На следующее утро они встретились с Суварниным. Тот заметил, что, несмотря на некоторый физический урон, который пришлось понести его приятелю за последний месяц, Баранов, казалось, вновь обрел внутреннюю уверенность и душевную умиротворенность и с его плеч спала большая часть тяжкого, неосязаемого, но разъедающего душу бремени.
И несмотря на эту утомительную ночь, посвященную целиком ораторскому искусству его супруги, несмотря на месяц полицейской обработки, он казался таким свеженьким, отдохнувшим, как будто все последние ночи очень хорошо спал и никакие страшные сны его не мучали.
-- Не нужно было тебе этого повторять,-- с упреком произнес Суварнин.
-- Знаю,-- ответил Баранов,-- но я ничего не мог с собой поделать. Она получилась сама по себе, эта картина.
-- Хочешь дам тебе совет?
-- Давай!
-- Уезжай из страны! -- сказал Суварнин.-- Уезжай как можно скорее!
Но Анна, которой так нравилась Германия, где, как она была уверена, она вновь поднимется на верх социальной лестницы, наотрез отказалась. Ну а разве мог Баранов уехать без нее? Просто немыслимо! В течение следующих трех месяцев его трижды зверски избили на улице банды СА, а одного очень похожего на него человека, жившего от него в трех кварталах, ногами забили до смерти пятеро молодых людей, правда по ошибке; все его картины были собраны и сожжены по официальному распоряжению; его привратник обвинил его в гомосексуализме, и после трехдневного судебного разбирательства он был приговорен условно; его арестовали и допрашивали в течение суток, после того как задержали, когда он проходил мимо канцелярии Гитлера с фотоаппаратом в руках, направляясь в ломбард,-- фотоаппарат у него конфисковали. Но даже все эти ужасные события не поколебали решимости Анны остаться в Германии. Только когда началось судебное разбирательство с целью стерилизации Баранова, представлявшего якобы угрозу чистоте немецкой крови, она наконец сдалась и перешла вместе с ним швейцарскую границу во время ужасной снежной бури.

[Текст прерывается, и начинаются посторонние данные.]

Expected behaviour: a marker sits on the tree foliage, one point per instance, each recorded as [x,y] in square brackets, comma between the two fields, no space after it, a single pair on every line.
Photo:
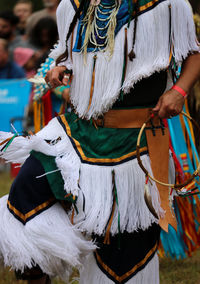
[8,4]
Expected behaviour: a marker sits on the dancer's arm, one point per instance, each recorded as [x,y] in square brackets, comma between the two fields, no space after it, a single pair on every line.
[171,102]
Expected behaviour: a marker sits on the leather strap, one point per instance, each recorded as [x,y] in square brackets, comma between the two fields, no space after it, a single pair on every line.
[158,149]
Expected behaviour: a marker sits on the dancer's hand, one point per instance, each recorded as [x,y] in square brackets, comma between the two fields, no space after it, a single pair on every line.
[56,77]
[170,104]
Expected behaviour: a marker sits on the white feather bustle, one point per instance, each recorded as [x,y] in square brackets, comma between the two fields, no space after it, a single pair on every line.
[48,240]
[94,183]
[152,49]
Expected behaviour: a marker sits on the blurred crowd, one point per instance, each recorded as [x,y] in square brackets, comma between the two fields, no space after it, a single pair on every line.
[26,38]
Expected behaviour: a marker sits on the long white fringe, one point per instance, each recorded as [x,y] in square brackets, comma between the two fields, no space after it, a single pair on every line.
[48,240]
[152,50]
[97,189]
[93,184]
[91,273]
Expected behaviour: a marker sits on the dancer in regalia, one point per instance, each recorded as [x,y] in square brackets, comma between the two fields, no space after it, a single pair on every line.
[79,197]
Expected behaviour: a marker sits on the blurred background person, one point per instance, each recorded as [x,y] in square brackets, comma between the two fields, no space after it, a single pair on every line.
[8,25]
[26,58]
[49,10]
[8,68]
[22,9]
[43,37]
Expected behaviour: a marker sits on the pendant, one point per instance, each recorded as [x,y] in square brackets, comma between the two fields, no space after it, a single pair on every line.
[95,2]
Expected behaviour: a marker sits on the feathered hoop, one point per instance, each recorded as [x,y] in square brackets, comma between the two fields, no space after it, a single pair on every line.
[195,174]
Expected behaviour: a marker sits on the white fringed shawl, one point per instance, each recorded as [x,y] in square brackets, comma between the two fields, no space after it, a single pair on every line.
[152,50]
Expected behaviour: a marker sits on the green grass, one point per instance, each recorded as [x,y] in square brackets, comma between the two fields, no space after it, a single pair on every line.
[185,271]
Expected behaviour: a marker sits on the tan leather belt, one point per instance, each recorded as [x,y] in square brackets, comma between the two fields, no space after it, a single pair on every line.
[125,118]
[158,147]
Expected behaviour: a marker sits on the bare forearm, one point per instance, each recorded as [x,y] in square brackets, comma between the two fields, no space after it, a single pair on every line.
[190,72]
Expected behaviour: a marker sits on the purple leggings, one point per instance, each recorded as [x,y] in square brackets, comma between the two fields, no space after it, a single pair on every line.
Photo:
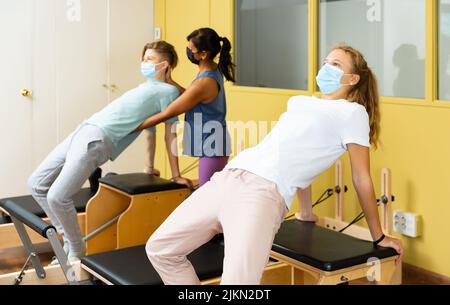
[208,166]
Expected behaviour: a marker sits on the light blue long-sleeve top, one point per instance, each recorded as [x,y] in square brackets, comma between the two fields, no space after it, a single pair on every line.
[126,113]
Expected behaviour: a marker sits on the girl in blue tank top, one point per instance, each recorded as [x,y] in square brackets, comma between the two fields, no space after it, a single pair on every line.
[204,102]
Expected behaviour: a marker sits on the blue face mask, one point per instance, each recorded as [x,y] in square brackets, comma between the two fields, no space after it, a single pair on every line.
[329,79]
[149,70]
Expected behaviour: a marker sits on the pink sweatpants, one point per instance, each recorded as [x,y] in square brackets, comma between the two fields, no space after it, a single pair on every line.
[247,208]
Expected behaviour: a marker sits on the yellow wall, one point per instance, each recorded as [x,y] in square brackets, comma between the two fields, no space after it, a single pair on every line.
[416,145]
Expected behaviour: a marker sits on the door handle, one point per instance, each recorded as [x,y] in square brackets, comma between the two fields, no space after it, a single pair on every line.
[26,92]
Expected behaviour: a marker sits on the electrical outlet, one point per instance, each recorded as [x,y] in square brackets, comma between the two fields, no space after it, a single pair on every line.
[408,224]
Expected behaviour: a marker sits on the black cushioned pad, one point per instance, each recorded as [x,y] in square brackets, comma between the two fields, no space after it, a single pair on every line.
[324,249]
[131,266]
[140,183]
[28,203]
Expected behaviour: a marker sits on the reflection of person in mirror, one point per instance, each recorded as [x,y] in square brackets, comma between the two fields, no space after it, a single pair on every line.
[409,81]
[444,64]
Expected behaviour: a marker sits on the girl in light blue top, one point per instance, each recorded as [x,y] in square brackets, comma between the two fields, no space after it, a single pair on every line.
[103,137]
[204,102]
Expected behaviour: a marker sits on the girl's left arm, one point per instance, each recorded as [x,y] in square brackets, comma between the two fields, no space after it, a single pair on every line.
[360,162]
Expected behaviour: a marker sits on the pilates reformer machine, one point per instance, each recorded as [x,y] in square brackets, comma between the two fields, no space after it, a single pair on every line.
[128,208]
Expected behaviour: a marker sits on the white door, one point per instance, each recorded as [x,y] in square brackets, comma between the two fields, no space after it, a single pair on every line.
[131,27]
[81,61]
[16,24]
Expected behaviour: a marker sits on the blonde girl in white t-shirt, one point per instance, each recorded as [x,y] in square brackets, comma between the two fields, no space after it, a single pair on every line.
[249,199]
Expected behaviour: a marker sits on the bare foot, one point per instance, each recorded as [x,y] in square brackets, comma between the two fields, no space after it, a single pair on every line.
[306,218]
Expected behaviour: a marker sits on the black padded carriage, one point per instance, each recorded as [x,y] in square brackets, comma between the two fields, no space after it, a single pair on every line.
[325,249]
[140,183]
[131,266]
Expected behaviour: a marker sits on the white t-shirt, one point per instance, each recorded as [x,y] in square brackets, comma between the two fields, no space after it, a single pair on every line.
[309,138]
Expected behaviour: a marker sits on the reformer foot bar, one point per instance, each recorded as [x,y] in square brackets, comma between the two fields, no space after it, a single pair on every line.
[321,254]
[22,217]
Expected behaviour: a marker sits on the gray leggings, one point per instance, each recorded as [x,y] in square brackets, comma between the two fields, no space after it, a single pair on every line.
[62,174]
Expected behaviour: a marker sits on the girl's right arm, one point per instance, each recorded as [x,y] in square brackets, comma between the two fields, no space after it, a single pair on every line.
[305,206]
[171,146]
[170,81]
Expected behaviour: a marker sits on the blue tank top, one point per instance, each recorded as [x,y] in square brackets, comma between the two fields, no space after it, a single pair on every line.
[205,130]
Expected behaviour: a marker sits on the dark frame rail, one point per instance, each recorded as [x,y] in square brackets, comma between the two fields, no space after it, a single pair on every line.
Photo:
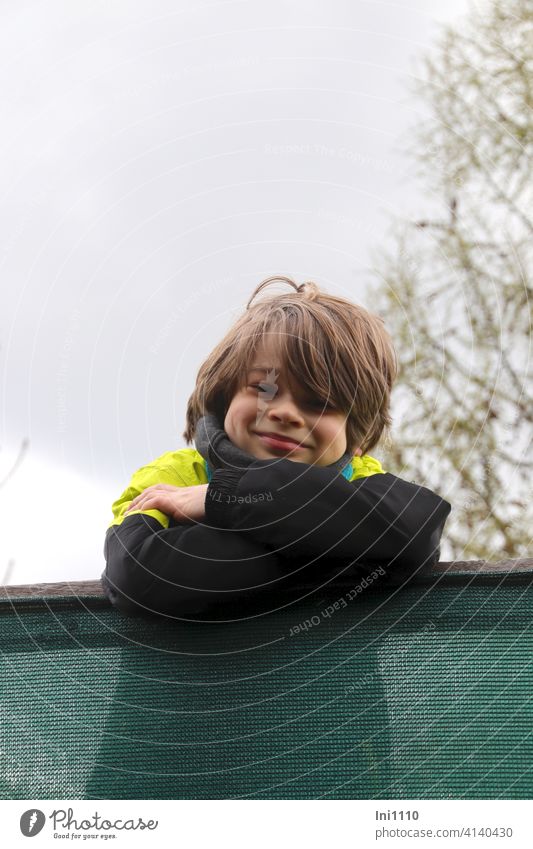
[453,572]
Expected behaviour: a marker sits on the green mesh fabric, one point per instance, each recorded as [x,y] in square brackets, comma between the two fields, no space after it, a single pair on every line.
[422,693]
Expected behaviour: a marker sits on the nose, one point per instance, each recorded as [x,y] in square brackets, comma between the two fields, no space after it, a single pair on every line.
[283,408]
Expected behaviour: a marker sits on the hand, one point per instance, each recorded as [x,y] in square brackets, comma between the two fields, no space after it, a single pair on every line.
[182,503]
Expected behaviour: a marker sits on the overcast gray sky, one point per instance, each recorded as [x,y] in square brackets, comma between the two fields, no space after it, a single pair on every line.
[159,159]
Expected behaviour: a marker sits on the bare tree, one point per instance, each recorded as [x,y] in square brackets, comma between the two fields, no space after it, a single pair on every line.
[456,291]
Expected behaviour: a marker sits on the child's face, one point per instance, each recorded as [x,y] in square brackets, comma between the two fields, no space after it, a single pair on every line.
[273,409]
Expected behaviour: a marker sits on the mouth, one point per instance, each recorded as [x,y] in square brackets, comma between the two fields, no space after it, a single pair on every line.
[274,440]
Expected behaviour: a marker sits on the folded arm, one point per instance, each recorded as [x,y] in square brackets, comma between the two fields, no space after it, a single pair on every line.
[182,569]
[296,509]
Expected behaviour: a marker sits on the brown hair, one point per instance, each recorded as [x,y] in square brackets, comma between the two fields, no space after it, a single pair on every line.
[338,350]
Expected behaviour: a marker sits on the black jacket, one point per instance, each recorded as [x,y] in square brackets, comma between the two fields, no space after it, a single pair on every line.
[270,527]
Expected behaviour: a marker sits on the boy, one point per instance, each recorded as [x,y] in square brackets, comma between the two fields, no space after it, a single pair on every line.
[283,413]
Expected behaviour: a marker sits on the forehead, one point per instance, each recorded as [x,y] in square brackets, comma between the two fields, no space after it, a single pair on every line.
[267,356]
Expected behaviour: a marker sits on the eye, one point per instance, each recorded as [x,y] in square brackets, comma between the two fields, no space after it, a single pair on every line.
[317,403]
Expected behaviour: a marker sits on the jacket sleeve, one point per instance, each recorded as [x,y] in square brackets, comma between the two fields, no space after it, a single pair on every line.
[296,509]
[183,569]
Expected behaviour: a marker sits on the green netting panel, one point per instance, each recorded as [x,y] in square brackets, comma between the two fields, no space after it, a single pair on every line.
[419,693]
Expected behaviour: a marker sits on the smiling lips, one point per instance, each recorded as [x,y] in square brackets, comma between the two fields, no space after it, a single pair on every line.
[278,441]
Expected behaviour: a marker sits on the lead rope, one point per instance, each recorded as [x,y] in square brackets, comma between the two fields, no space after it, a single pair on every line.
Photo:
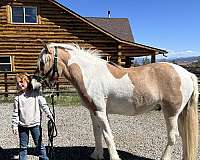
[52,131]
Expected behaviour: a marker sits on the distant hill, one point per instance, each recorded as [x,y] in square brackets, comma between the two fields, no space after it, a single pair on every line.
[182,60]
[179,60]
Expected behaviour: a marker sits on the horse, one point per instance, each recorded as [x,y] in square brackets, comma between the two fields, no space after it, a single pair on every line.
[105,89]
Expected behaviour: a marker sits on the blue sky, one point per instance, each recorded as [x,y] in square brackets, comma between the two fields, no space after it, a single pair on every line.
[173,25]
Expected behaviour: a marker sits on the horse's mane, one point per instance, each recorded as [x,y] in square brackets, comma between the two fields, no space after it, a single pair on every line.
[76,50]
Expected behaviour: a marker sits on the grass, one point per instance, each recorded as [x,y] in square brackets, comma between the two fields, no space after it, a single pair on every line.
[61,100]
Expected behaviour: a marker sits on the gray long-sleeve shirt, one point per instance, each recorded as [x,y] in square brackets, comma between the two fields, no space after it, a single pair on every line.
[27,109]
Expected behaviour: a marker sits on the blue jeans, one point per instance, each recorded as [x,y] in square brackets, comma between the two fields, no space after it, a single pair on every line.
[37,138]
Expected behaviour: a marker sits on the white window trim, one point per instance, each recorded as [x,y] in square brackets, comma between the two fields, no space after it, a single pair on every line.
[24,15]
[11,67]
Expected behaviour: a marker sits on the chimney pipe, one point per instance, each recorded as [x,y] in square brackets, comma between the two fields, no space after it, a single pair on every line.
[109,14]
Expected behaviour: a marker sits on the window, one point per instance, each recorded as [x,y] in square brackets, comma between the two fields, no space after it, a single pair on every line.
[24,14]
[5,63]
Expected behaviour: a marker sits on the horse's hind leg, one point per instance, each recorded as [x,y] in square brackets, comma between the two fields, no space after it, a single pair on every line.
[104,124]
[98,152]
[172,132]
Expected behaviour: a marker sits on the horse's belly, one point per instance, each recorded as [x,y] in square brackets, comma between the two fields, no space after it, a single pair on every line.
[121,106]
[127,106]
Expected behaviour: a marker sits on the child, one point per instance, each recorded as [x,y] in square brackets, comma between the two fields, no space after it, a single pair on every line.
[27,116]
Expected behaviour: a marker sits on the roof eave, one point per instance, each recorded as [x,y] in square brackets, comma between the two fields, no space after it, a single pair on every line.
[157,51]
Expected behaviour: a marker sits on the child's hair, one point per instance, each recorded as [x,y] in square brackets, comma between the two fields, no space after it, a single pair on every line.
[24,77]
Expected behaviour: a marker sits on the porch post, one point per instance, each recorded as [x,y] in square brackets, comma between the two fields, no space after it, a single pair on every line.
[153,57]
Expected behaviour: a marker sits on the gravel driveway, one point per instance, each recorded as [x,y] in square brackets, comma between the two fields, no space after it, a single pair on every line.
[141,137]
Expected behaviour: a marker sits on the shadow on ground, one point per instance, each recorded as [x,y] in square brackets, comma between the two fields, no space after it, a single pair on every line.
[69,153]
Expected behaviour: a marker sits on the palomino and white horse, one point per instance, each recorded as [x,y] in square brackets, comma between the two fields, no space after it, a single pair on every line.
[110,89]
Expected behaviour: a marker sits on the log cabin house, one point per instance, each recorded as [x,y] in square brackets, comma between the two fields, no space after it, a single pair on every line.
[23,22]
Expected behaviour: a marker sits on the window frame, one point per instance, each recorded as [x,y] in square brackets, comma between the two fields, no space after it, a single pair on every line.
[11,67]
[24,14]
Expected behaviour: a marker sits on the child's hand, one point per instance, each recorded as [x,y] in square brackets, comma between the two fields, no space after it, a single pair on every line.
[51,118]
[15,131]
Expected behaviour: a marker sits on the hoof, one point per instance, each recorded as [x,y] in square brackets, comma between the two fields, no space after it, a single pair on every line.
[96,156]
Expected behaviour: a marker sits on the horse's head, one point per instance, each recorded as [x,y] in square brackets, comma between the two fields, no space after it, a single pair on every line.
[52,61]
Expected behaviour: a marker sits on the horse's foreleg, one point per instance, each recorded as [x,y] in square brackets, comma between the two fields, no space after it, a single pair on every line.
[98,152]
[104,124]
[172,131]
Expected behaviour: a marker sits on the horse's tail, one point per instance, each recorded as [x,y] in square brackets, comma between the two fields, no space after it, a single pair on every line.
[188,125]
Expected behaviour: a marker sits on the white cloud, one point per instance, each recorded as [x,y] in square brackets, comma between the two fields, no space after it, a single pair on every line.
[178,54]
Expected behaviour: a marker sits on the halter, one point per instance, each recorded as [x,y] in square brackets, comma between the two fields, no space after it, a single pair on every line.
[53,68]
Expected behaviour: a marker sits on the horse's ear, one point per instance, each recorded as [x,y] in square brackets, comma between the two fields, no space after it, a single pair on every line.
[44,45]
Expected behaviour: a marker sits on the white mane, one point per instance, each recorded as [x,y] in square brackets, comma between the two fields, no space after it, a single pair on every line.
[76,50]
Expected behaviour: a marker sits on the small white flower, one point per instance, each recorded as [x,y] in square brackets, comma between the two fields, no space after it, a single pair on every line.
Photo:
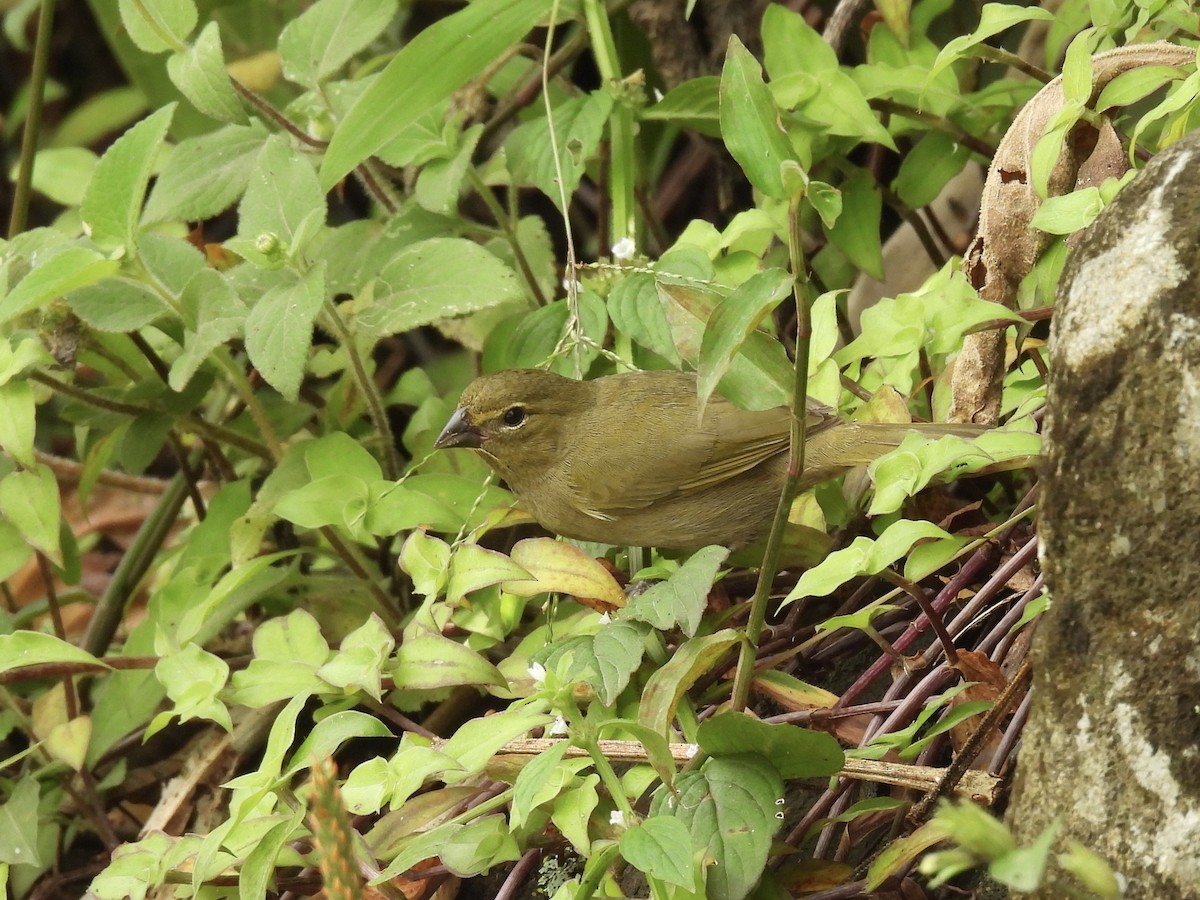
[623,250]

Чете Барановых понадобилось больше года, чтобы перебраться из Швейцарии в Америку. Когда Сергей прогуливался по 57-й улице в Нью-Йорке, пристально вглядываясь в витрины художественных галерей, где наблюдалось самое экстремальное смешение всех стилей, от самого мрачного сюрреализма до приторного натурализма, и все они мирно уживались друг с другом, он чувствовал, что прошел через все страдания и все муки, все жизненные перипетии не напрасно, ибо в конце концов прибился к надежной, тихой гавани.
Испытывая большую благодарность к Америке, в эмоциональном порыве они подали прошение о предоставлении им американского гражданства в первую же неделю пребывания в этой стране. В качестве доказательства своей новой, недавно родившейся приверженности к новой родине он даже отправился посмотреть на игру "Гигантов" на стадионе "Поло граундс", хотя ему так и не стало ясно, что именно делают игроки в районе второй базы; к тому же он, считая теперь себя американским патриотом, приучил себя к вкусу коктейля "Манхэттен", который искренне считал национальным американским напитком.